Jen Meinhardt, Staff Writer
“The Grinch” was released this November nationwide as the third movie remake of the timeless Christmas classic “The Grinch Who Stole Christmas.” Illumination Entertainment’s delightful reimaging of the Grinch (voiced by Benedict Cumberbatch) brings the classic tale into a more relatable perspective for the modern viewer.
The Grinch, disgusted by his neighbors in Whoville’s show of consumerism and greed throughout the Christmas season, decides that it’s high time to show them a lesson about their capitalistic leanings. The plot is a familiar formula to those acquainted with the tale, and Illumination (creators of other animated children’s movies such as “Sing,” “Despicable Me,” “Minions” and “The Lorax”) manages to stick to the story without much of their usual departure into minor singing side characters in an attempt to keep the viewer’s entertained. The film does have humorous side quests and physical gags which are used mostly to lengthen the overall run time.

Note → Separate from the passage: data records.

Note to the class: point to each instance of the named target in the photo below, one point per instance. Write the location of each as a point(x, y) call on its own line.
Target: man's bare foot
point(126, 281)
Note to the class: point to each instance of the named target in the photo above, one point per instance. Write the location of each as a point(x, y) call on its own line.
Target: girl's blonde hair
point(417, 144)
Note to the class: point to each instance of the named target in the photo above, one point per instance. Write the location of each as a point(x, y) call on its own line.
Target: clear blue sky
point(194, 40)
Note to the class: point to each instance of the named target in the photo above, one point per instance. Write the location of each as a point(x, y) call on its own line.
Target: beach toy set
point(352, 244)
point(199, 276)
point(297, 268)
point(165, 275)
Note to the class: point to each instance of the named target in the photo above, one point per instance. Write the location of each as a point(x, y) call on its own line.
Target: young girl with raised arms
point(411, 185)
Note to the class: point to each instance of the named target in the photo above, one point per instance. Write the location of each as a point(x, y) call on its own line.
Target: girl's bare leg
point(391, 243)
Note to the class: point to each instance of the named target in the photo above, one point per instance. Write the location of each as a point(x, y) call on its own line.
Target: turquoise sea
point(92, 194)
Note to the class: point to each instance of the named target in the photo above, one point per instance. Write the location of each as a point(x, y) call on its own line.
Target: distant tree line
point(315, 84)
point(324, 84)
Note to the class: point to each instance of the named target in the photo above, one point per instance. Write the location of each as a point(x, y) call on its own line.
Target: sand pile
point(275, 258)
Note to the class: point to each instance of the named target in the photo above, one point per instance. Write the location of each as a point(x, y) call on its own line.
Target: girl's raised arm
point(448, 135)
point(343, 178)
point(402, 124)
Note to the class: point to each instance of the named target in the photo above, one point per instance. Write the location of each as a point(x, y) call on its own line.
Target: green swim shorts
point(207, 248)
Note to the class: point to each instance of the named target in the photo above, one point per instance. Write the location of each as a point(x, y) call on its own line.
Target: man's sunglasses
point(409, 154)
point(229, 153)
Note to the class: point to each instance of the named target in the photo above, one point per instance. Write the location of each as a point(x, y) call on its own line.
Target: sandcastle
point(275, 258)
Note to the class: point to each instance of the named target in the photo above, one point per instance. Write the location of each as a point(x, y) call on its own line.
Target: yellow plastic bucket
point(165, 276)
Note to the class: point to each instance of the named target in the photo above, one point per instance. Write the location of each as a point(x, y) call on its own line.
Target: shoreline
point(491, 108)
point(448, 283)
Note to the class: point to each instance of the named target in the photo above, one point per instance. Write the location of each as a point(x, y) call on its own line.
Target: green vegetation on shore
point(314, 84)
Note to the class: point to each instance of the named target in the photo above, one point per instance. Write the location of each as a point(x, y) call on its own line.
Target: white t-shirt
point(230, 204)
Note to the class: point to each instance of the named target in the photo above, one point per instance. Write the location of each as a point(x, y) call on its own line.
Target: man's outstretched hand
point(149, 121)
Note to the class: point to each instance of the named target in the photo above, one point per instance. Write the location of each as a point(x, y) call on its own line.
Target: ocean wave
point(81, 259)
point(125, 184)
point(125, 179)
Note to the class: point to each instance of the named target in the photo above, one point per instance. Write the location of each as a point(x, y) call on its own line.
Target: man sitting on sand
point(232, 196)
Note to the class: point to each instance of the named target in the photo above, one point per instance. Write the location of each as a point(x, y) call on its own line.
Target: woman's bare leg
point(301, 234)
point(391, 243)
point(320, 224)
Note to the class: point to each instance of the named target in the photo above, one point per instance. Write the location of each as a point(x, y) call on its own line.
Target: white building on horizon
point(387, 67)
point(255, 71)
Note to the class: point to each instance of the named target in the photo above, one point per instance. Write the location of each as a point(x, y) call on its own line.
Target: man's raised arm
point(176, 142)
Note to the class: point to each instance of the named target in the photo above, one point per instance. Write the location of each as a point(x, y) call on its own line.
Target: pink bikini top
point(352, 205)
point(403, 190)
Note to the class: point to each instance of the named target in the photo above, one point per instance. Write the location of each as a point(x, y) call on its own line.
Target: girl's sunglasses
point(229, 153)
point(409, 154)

Despite this, the grumpy antics of the Grinch and his wholehearted hatred of the Whos still manages to entertain both young and old alike as an asshole that genuinely loves his dog and has a penchant for the dramatics. His motivation stems from a more believable resentment then the year-2000 version. This Grinch really just wants to be left alone by Whoville. Cumberbatch’s foray into voice acting is successful throughout, and his almost deadpan sarcasm and witticisms bring the Grinch into a scathing relatability that will remind the older viewer of every bad day they’ve ever had.
The sequence involving the sacking of Whoville is the most delightful series of thefts in children’s entertainment anywhere. The animation is bright and cheerful, and though the story delivers a bland, Hallmark-like, feel-good message about selflessness during the Christmas season, “The Grinch” is a fun watch throughout and deserves a solid 3.5 Christmas tree rating.